You’re too frugal. You’re a cheapskate. You’re not in a Filipino market anymore. I can’t believe you are willing to ask that question.
If I had a dollar for every time I heard a statement like this, my net worth would be a heck of a lot higher.
One of the biggest life lessons my father taught me was to never be afraid to ask for something. The worse they can say is, no. If they do indeed say no, you have two choices. You can move on and look for another deal or you can continue with your transaction. If they say yes though, imagine all of the possibilities. None possible without taking the first step and asking.
Here are some questions to never be afraid to ask:
Is there a cash discount? If you know that you will be purchasing something that may be significant in price, ask if there is a cash discount. Many companies are more than happy to take off a % in order to accommodate this request. They will either take off the credit card transaction fee, or just a set amount of money. I recently was able to save several hundred dollars on big ticket home renovations all because I asked for a cash discount.

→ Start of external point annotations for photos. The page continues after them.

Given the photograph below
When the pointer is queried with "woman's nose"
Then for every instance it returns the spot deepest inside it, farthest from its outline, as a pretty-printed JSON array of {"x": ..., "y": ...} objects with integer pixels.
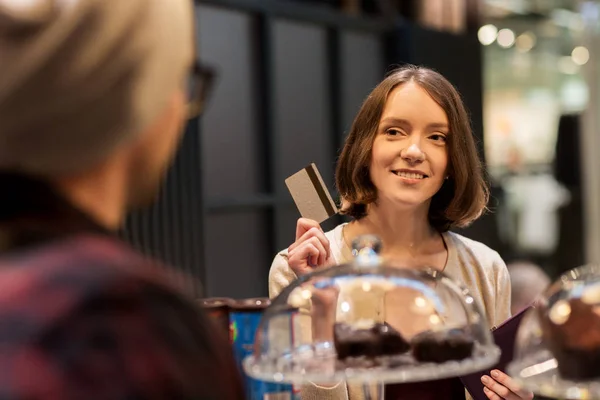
[{"x": 413, "y": 153}]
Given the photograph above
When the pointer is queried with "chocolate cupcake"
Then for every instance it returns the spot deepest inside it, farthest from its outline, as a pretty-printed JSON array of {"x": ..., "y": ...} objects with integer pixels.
[
  {"x": 374, "y": 341},
  {"x": 443, "y": 345},
  {"x": 571, "y": 330}
]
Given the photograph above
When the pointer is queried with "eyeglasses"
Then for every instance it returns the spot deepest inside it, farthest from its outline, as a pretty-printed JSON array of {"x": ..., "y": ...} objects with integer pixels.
[{"x": 198, "y": 88}]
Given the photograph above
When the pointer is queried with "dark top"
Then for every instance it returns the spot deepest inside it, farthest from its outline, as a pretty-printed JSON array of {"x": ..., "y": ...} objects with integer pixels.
[{"x": 82, "y": 316}]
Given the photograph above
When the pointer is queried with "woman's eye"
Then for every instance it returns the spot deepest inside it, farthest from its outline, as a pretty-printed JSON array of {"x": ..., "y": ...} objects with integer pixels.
[
  {"x": 438, "y": 137},
  {"x": 393, "y": 132}
]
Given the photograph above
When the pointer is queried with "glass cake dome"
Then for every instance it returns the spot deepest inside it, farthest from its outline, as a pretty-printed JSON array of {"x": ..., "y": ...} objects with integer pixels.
[
  {"x": 371, "y": 321},
  {"x": 557, "y": 350}
]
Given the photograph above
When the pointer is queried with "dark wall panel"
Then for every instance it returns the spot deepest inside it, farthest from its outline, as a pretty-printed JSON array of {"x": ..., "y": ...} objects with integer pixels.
[
  {"x": 362, "y": 69},
  {"x": 232, "y": 165},
  {"x": 301, "y": 103},
  {"x": 237, "y": 254}
]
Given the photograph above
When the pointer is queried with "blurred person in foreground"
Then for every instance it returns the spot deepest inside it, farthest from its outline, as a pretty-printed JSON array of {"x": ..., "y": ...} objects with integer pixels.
[
  {"x": 93, "y": 99},
  {"x": 528, "y": 281}
]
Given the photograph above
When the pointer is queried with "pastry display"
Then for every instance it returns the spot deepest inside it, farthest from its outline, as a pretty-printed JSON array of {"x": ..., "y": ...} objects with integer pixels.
[
  {"x": 442, "y": 345},
  {"x": 368, "y": 340}
]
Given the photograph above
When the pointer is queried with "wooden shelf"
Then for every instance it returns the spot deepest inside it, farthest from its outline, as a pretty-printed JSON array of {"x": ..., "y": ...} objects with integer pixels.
[{"x": 312, "y": 13}]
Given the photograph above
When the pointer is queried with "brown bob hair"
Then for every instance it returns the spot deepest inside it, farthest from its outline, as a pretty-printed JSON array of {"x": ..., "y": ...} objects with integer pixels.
[{"x": 463, "y": 196}]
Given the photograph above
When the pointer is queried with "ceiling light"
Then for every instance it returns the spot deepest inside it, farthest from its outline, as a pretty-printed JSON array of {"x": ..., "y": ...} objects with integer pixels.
[
  {"x": 525, "y": 42},
  {"x": 506, "y": 38},
  {"x": 487, "y": 34},
  {"x": 580, "y": 55}
]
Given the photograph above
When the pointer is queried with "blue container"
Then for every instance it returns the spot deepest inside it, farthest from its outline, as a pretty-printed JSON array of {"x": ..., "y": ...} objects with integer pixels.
[{"x": 245, "y": 316}]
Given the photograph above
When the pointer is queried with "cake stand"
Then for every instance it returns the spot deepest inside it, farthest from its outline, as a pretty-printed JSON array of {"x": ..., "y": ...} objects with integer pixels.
[{"x": 295, "y": 342}]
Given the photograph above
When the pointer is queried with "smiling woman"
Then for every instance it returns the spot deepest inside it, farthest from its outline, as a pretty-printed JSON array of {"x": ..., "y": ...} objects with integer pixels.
[{"x": 408, "y": 173}]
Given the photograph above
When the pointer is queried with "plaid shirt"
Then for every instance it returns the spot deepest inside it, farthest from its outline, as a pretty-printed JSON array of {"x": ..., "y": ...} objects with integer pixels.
[{"x": 84, "y": 317}]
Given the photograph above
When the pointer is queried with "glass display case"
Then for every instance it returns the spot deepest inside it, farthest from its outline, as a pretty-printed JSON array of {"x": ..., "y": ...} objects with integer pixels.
[
  {"x": 371, "y": 321},
  {"x": 557, "y": 351}
]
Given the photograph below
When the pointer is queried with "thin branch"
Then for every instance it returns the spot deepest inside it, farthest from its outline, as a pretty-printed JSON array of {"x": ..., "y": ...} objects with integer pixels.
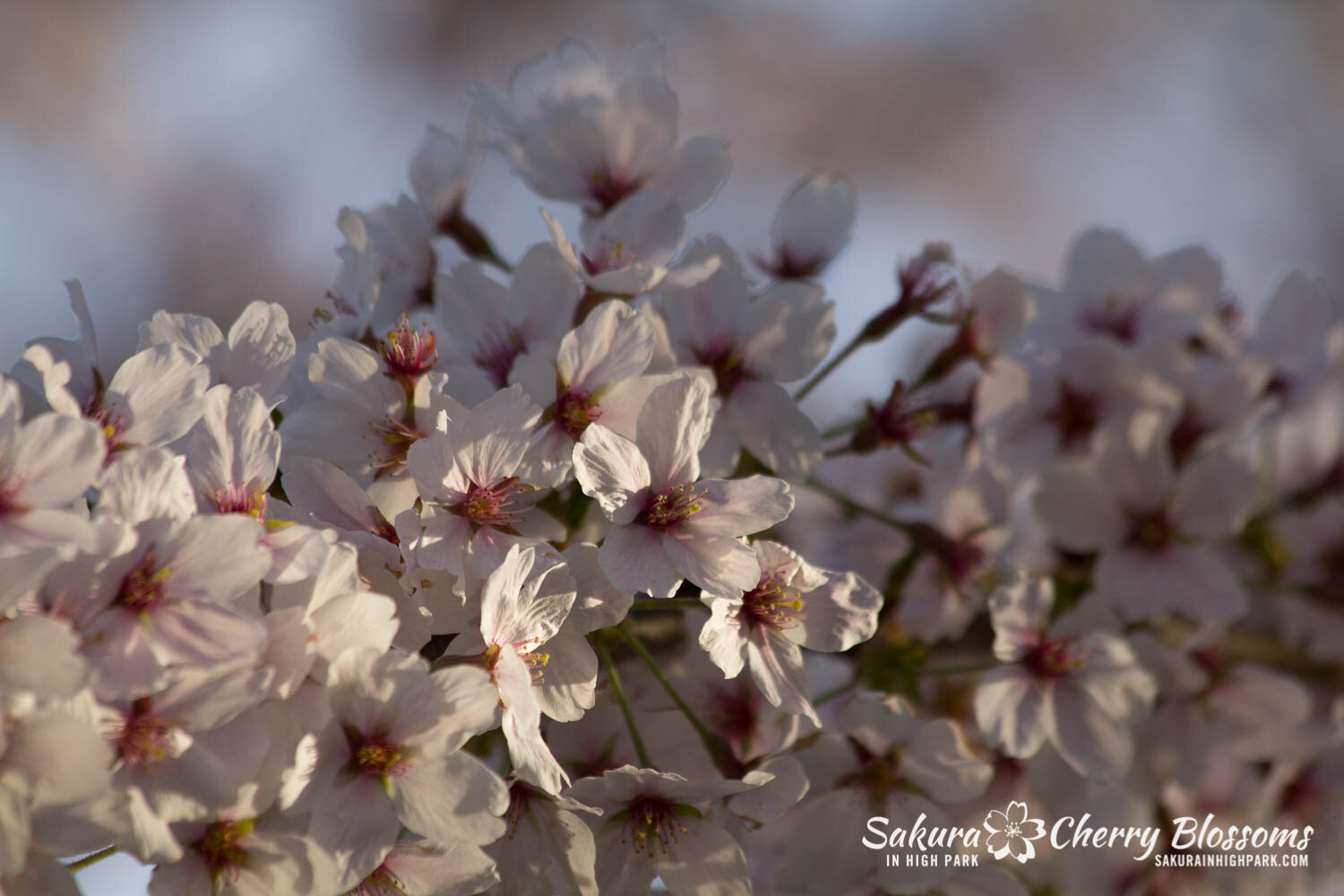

Is there a time when work is low and we can get a better deal? If work or products can be withheld for a certain amount a time, it may work in your favor to wait until a down time. When business is slow for companies, they are more willing to give discounts in order to get business coming in.
Is that the best you can do? This question may lead to a lower price or it can lead to another type of deal. For example, when recently asking about a service I was requesting, I asked the contractor this question. In this particular scenario, the price stayed the same, but several items were added into the contract “free” of charge. Items that would not have been added had I not had been willing to ask the question in the first place.
I have X amount of money, are you willing to take this amount instead of your asking price? Sometimes there is no wiggle room with your budget. There is simply, “I have X amount, will you accept this?” On more than one occasion, I have been able to complete a transaction because of this statement. When I have been turned down initially, I respond with the statement below.
If you should change your mind at a later date, please feel free to let me know. One of the biggest turn offs during a transaction is being overbearing and pushy. It’s a turn off for both, buyer and seller. If I am trying to seek a better deal and am turned down, I always follow up with this statement. This has helped me score some pretty good deals in the past. One deal was a set of chairs for FREE. They were initially listed for $100. I offered $25 knowing that was much lower than the asking price, but what my budget allowed. After many people making the seller offers, but not showing up, he contacted me and said that I could have them for free if I was willing to pick up that day.
Do you offer a discount if we are willing to display a sign showing you did the work? This is advertisement for the company doing the work for you. Most times, companies are willing to shave off a few dollars from the bill for this service.
Are there any coupons or deals that you can give me if I sign up or purchase today? Some companies are so ready to gain your business that they are willing to give you a deal on something if you make a commitment at that moment. I typically ask this question last, knowing that I am going to commit to the deal anyway. It’s my Hail Mary pass to see if I can squeeze a few dollars out of the deal so that they can stay in my wallet instead.
Just be silent. Though not a question, just being silent can make a contractor/company/service provider/seller start spouting off deals and/or lower prices. Silence can be very uncomfortable. It can lead to doubt on both ends of a transaction. I try to make it work in my favor. I either stay silent until they ask me what I am thinking or I stay silent for them to tell me what they are thinking. Most people just want to be listened to and once they feel heard, they are willing to start making and closing deals.